It was rainy for much of the day, I got a few chores done on the boat, then walked up to town again for happy hour at Cuzzy's, thinking there could be another cribbage opportunity. I was wrong, but I did beat the bartender, Jimmy, at darts.
After I got there, a bar regular, Timmy, found a seat just down the bar from me. He's about 70, a rough looking army vet in a Vietnam ball cap. He and Jimmy had a couple-minute lively conversation before Jimmy turned to me and said, "Ashley, I'm so sorry, this is Timmy!" Wondering what about my face had told Jimmy I needed to be included, I leaned across the three seats, offered my hand and said, "Nice to meet you, Timmy! I'm Ashley." Thus began many more lively conversations.
Timmy worked as a boat deliverer for 13 years- Hinckley's mostly.
He asked me where I was headed after Camden. When I told him southeast Harbor, then Northwest Harbor, he answered, "No you're not."
Cue my puzzled expression.
"You can't afford to breathe the air at Northwest."

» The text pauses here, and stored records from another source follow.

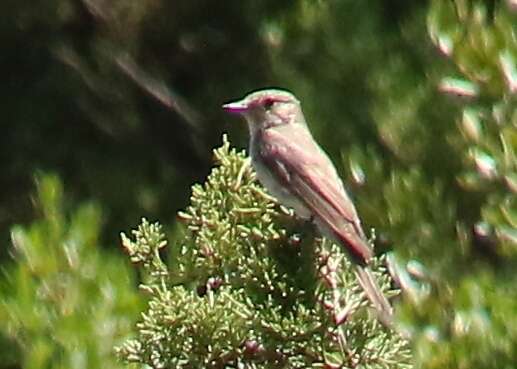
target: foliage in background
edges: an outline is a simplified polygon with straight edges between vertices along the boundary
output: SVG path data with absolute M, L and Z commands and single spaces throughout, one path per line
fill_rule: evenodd
M 53 175 L 39 176 L 37 188 L 41 217 L 12 229 L 14 260 L 2 269 L 2 367 L 121 367 L 113 346 L 141 306 L 133 275 L 99 249 L 99 206 L 69 211 Z
M 243 153 L 225 142 L 215 157 L 180 214 L 188 231 L 171 245 L 170 269 L 158 224 L 122 235 L 151 299 L 120 356 L 152 368 L 409 367 L 407 342 L 368 316 L 344 252 L 293 233 L 307 224 L 272 202 Z
M 302 100 L 363 223 L 375 227 L 376 249 L 394 249 L 425 281 L 400 268 L 398 310 L 417 364 L 513 368 L 515 0 L 7 0 L 0 8 L 2 244 L 12 224 L 33 217 L 36 169 L 64 178 L 72 203 L 102 203 L 107 226 L 95 243 L 114 246 L 117 231 L 142 215 L 172 223 L 220 132 L 244 143 L 221 102 L 284 86 Z M 24 304 L 41 306 L 44 295 L 13 287 L 28 266 L 19 256 L 7 263 L 9 247 L 0 249 L 1 283 L 11 286 L 2 303 L 32 312 Z M 19 329 L 2 336 L 1 355 L 11 359 L 0 366 L 21 367 L 32 341 L 13 337 L 29 330 L 4 312 L 3 327 Z M 47 337 L 41 347 L 63 351 L 48 330 L 58 319 L 23 316 L 31 337 Z

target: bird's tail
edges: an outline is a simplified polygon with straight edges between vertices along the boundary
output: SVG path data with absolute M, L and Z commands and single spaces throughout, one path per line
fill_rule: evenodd
M 387 327 L 393 325 L 393 309 L 379 285 L 375 281 L 372 271 L 367 266 L 356 265 L 355 275 L 366 296 L 377 311 L 379 321 Z

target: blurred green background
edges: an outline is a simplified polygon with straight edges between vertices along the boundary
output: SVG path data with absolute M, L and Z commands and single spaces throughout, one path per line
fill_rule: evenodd
M 119 232 L 174 238 L 222 133 L 246 147 L 221 104 L 269 86 L 302 101 L 378 250 L 421 266 L 398 308 L 417 366 L 515 367 L 514 0 L 0 8 L 0 367 L 122 366 L 143 301 Z

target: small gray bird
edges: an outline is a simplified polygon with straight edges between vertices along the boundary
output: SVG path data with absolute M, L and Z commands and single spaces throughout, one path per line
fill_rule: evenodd
M 248 122 L 251 162 L 262 185 L 345 248 L 379 319 L 391 325 L 392 308 L 368 268 L 373 250 L 355 206 L 334 165 L 312 137 L 298 99 L 284 90 L 264 89 L 223 109 Z

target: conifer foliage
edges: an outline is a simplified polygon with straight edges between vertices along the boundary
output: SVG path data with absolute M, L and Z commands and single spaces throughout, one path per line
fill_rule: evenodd
M 408 343 L 370 316 L 339 247 L 264 193 L 226 139 L 215 158 L 180 213 L 187 231 L 170 267 L 158 224 L 122 235 L 150 300 L 119 355 L 153 368 L 409 367 Z M 375 273 L 394 295 L 382 264 Z

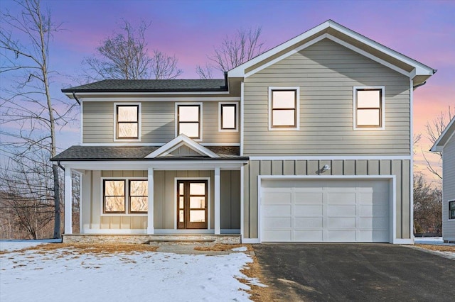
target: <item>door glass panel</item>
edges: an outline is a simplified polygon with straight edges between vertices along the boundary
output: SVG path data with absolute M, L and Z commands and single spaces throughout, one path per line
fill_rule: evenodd
M 191 195 L 205 195 L 205 184 L 192 183 L 190 184 Z
M 190 197 L 191 208 L 205 208 L 205 197 L 196 196 Z
M 205 210 L 190 211 L 190 222 L 191 223 L 203 223 L 205 221 Z
M 180 196 L 178 198 L 178 208 L 183 208 L 185 206 L 183 206 L 183 196 Z

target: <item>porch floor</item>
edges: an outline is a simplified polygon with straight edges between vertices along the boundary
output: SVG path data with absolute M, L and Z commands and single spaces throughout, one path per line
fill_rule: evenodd
M 198 244 L 221 243 L 237 245 L 241 243 L 239 234 L 68 234 L 62 235 L 63 243 L 117 243 L 117 244 Z

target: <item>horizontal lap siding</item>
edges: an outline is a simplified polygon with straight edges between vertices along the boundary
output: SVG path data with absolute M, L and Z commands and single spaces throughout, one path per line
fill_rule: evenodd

"Aw man, then the beer's gonna be pretty steep too then, huh?"
Something else I learned from Timmy- human flesh tastes like salt pork. I thanked him for the trivia, and attempted a change of subject.
Kaley never showed up. She was probably afraid she'd lose at cribbage. Who can blame her?
Later, we had supper on the boat and watched "Sweet Home Alabama"- Barry's favorite.
This morning, I went to The Bagel Cafe and had yum-oh breakfast casserole and iced coffee. Barry met his friend Bill at Camden Deli. Then we met up and Bill drove us all over Maine. We went to Beth's Farm for some fruits and veggies. Barry had some strawberry shortcake that was out of this world. He let me try a bite and I almost went into sugar shock.
From there, Bill took us to Hannaford's, the grocery store. He was a great host. This is beautiful country up here and he's rightfully proud to show it off. On our way back to the boat, he pulled up at a "beach" across the harbor from where he lives. It was a beautiful view. Apparently, all the boats moored in the harbor maintain their own moorings. The city sells permits for the right to "install" your mooring, then you keep up with the maintenance yourself. Barry and I found this strange.
Now, here we are. It's raining on and off, very gloomy looking out.
Later, we have a meat order to pick up. And perhaps I'll play some cribbage.